Python: extract text request from url

Question

I try to extract users requests from url. I try to search answer, but I only find how to parse string. But I have a problem, that I should identify a lot of urls with request and when I try to get string with attribute, attributes with text are different.

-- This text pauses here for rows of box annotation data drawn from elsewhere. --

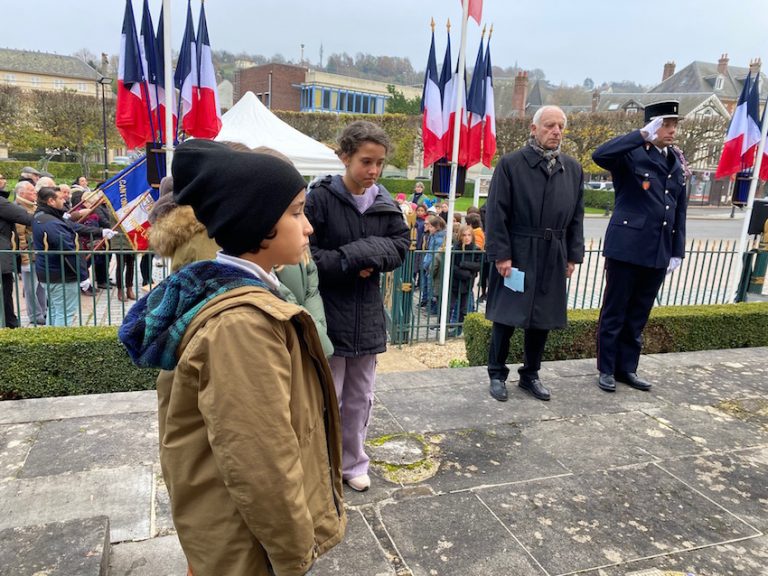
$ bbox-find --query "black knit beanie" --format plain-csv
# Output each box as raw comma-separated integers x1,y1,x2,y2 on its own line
171,139,307,256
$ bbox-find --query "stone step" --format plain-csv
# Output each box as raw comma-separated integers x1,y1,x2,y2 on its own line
0,516,110,576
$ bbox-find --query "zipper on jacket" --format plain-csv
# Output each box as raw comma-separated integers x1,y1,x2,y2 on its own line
307,318,342,519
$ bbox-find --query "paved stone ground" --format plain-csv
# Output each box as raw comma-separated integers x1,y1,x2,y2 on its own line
0,348,768,576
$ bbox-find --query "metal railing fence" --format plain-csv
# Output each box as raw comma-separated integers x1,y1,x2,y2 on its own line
382,239,754,344
0,240,754,336
0,244,170,327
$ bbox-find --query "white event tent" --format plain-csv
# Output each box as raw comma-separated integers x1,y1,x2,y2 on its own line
216,92,344,176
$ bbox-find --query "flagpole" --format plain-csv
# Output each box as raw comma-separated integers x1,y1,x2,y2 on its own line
438,0,469,345
163,0,175,176
731,95,768,302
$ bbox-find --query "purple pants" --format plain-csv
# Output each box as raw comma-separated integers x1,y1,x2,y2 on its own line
328,354,376,480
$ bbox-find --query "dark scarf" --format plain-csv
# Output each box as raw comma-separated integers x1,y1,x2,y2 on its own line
117,260,269,370
528,136,560,174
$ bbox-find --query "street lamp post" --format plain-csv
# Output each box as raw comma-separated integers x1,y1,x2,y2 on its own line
97,76,112,182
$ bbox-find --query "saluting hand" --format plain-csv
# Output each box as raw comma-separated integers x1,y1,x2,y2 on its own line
640,117,664,142
496,260,512,278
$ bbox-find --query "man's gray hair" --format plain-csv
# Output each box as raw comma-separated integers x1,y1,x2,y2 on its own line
13,180,36,196
531,105,568,127
35,176,56,192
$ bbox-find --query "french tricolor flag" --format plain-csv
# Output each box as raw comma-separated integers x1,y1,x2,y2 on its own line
150,8,178,138
115,0,153,148
483,38,496,168
184,4,221,139
421,29,444,167
715,73,760,179
760,93,768,180
741,75,762,168
462,0,483,24
173,1,198,133
440,37,468,166
467,39,486,168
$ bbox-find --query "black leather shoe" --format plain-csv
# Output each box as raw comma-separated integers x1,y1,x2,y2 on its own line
615,372,651,392
489,378,507,402
517,378,550,401
597,372,616,392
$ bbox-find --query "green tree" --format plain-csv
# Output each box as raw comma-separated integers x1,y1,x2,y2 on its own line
387,84,421,116
33,90,102,155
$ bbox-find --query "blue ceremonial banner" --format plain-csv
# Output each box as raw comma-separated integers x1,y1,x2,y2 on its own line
101,156,160,250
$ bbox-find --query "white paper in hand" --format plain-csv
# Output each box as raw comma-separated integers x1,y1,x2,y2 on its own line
504,268,525,292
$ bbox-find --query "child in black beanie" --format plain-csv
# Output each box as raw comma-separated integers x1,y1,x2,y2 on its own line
120,140,346,576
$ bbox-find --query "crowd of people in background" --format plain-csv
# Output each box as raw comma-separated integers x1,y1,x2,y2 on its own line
395,181,488,336
0,166,162,328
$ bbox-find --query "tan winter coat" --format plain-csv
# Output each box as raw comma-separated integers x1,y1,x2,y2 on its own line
157,287,346,576
149,206,219,272
13,196,37,266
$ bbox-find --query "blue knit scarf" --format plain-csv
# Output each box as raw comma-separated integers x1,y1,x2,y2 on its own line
117,260,269,370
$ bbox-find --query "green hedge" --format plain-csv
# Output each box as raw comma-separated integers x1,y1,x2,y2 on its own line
464,302,768,366
584,188,615,210
0,326,158,399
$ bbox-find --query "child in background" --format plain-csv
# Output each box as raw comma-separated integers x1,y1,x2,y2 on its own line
306,121,410,491
119,139,346,576
448,225,482,336
421,215,446,314
465,214,485,250
411,204,427,288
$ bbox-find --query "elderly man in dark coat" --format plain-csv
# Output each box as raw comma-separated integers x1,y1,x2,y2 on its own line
485,106,584,402
0,182,32,328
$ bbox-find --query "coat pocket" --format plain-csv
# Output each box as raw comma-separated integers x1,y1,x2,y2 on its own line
608,212,646,230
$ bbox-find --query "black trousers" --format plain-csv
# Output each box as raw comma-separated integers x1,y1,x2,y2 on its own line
0,272,19,328
597,258,667,374
139,253,153,286
93,253,112,286
488,322,549,380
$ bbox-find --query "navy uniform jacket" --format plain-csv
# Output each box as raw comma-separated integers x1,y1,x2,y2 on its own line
592,130,687,268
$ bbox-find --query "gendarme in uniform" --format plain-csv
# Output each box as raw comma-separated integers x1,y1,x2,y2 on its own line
592,101,686,392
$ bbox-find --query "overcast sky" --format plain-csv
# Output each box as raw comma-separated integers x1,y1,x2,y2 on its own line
0,0,768,85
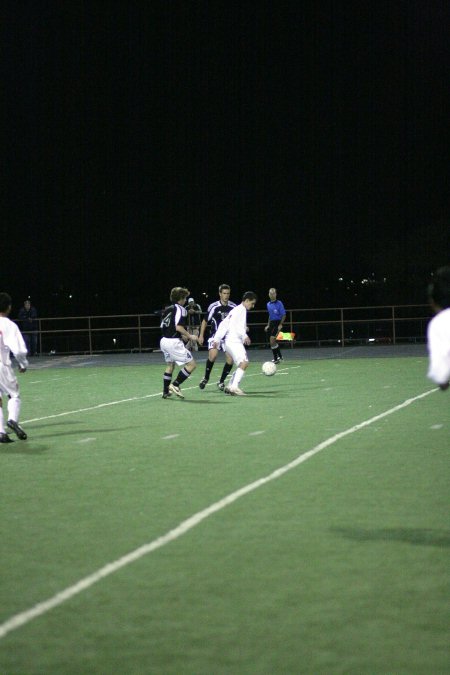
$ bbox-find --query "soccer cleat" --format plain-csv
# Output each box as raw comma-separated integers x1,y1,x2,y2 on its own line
224,387,247,396
6,420,27,441
169,383,184,398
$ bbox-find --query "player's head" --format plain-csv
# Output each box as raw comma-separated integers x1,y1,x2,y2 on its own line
242,291,258,309
219,284,231,304
170,286,189,303
428,266,450,310
0,293,12,314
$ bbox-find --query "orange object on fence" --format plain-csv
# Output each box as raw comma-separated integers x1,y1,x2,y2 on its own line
277,330,295,342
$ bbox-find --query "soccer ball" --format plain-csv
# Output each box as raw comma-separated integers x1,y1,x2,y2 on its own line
262,361,277,376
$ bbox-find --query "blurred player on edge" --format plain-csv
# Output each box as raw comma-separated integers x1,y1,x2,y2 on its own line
159,286,198,398
427,267,450,391
0,293,28,443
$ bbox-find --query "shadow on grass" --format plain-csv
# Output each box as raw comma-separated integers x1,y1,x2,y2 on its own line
30,426,135,439
331,527,450,548
0,441,48,456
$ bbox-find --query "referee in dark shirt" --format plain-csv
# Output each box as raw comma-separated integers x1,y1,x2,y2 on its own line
264,288,286,363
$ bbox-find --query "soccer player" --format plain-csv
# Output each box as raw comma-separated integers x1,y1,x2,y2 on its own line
198,284,236,391
213,291,257,396
427,267,450,391
0,293,28,443
264,288,286,363
159,286,198,398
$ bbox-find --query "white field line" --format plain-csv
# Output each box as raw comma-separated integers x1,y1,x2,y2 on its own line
0,388,439,639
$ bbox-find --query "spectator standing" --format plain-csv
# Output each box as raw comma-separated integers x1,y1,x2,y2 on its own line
427,266,450,391
264,288,286,363
17,300,39,356
0,293,28,443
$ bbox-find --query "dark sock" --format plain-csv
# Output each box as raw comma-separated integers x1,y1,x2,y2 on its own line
204,359,214,380
220,363,233,382
163,373,172,394
174,368,190,387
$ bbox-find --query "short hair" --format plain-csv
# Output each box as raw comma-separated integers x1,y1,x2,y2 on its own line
170,286,190,302
0,293,12,312
428,266,450,309
242,291,258,302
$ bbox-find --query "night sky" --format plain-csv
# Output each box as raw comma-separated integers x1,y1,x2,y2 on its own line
4,0,450,316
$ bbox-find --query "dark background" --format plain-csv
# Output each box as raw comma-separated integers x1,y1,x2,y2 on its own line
0,0,450,316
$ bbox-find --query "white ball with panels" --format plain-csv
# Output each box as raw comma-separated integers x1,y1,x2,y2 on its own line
262,361,277,377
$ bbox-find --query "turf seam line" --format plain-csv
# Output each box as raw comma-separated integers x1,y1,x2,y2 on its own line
0,388,439,639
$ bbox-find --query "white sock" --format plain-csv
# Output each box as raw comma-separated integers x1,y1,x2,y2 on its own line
230,368,245,387
8,396,22,422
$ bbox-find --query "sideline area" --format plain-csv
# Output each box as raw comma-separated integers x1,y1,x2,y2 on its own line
30,343,427,370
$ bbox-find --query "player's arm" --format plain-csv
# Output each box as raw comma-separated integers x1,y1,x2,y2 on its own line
175,323,198,342
278,307,286,330
199,319,208,342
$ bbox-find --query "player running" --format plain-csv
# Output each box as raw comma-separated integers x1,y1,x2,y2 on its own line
213,291,258,396
159,286,198,398
198,284,236,391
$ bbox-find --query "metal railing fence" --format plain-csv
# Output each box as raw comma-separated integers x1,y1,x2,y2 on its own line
29,305,431,355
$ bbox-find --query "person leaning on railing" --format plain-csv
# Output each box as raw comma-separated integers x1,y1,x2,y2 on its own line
427,266,450,391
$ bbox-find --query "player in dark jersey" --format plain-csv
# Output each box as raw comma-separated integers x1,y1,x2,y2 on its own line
198,284,236,391
159,286,198,398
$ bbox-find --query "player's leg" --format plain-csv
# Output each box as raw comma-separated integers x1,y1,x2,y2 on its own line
217,352,233,391
169,340,197,398
0,396,12,443
198,338,219,389
225,344,248,396
269,322,283,363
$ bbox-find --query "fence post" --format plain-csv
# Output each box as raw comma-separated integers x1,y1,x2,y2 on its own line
392,305,395,345
138,314,142,354
88,316,93,356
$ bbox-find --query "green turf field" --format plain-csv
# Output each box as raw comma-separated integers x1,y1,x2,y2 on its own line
0,357,450,675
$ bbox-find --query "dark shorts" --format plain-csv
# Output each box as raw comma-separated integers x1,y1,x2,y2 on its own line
267,321,280,337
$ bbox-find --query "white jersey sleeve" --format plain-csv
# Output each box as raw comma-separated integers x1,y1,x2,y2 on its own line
0,317,28,368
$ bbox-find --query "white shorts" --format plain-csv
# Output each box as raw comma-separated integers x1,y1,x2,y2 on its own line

I mean when I try

pat = re.compile(r"\?\w+=(.*)")
search = ['yandex.ru/search', 'youtube.com/results', 'google.com/search', 'google.ru/search', 'go.mail.ru/search', 'search.yahoo.com/search', 'market.yandex.ru/search', 'bing.com/search']
for i in urls:
    u = re.findall(pat, i)
    if any(ext in i for ext in search):
        if len(u) > 0:
            str = urllib.unquote(u[0])
            print str
            print {k: [s for s in v] for k, v in parse_qs(str).items()}

And it looks like

chromesearch&clid=2196598&text=королевы крика смотреть онлайн&lr=213&redircnt=1467230336.1
{'text': ['\xd0\xba\xd0\xbe\xd1\x80\xd0\xbe\xd0\xbb\xd0\xb5\xd0\xb2\xd1\x8b \xd0\xba\xd1\x80\xd0\xb8\xd0\xba\xd0\xb0 \xd1\x81\xd0\xbc\xd0\xbe\xd1\x82\xd1\x80\xd0\xb5\xd1\x82\xd1\x8c \xd0\xbe\xd0\xbd\xd0\xbb\xd0\xb0\xd0\xb9\xd0\xbd'], 'clid': ['2196598'], 'lr': ['213'], 'redircnt': ['1467230336.1']}
минималистичный+стиль&newwindow=1&biw=1280&bih=909&source=lnms&tbm=isch&sa=X&ved=0ahUKEwikhI2M_s3NAhXBBiwKHfbEBEEQ_AUIBigB#imgrc=Er7qLiHoEGPIGM:
{'bih': ['909'], 'newwindow': ['1'], 'source': ['lnms'], 'ved': ['0ahUKEwikhI2M_s3NAhXBBiwKHfbEBEEQ_AUIBigB#imgrc=Er7qLiHoEGPIGM:'], 'tbm': ['isch'], 'biw': ['1280'], 'sa': ['X']}
минималистичный+стиль&newwindow=1&biw=1280&bih=909&source=lnms&tbm=isch&sa=X&ved=0ahUKEwikhI2M_s3NAhXBBiwKHfbEBEEQ_AUIBigB#imgrc=Er7qLiHoEGPIGM:
{'bih': ['909'], 'newwindow': ['1'], 'source': ['lnms'], 'ved': ['0ahUKEwikhI2M_s3NAhXBBiwKHfbEBEEQ_AUIBigB#imgrc=Er7qLiHoEGPIGM:'], 'tbm': ['isch'], 'biw': ['1280'], 'sa': ['X']}
rjulf+ddjlbim+ytdthysq+gby+rjl+d+,fyrjvfn&ie=utf-8&oe=utf-8&gws_rd=cr&ei=ezZ0V-7iOoab6ASvlJe4Dg
{'ie': ['utf-8'], 'oe': ['utf-8'], 'gws_rd': ['cr'], 'ei': ['ezZ0V-7iOoab6ASvlJe4Dg']}
маскаи гейла&lr=10750&clid=1985551-210&win=213
{'win': ['213'], 'clid': ['1985551-210'], 'lr': ['10750']}
1&q=как+выбрать+смартфон
{'q': ['\xd0\xba\xd0\xb0\xd0\xba \xd0\xb2\xd1\x8b\xd0\xb1\xd1\x80\xd0\xb0\xd1\x82\xd1\x8c \xd1\x81\xd0\xbc\xd0\xb0\xd1\x80\xd1\x82\xd1\x84\xd0\xbe\xd0\xbd']}
Jade+Jantzen&ie=utf-8&oe=utf-8&gws_rd=cr&ei=FQB0V9WbIoahsAH5zZGACg
{'ie': ['utf-8'], 'oe': ['utf-8'], 'gws_rd': ['cr'], 'ei': ['FQB0V9WbIoahsAH5zZGACg']}

Is any way to get only text to all strings?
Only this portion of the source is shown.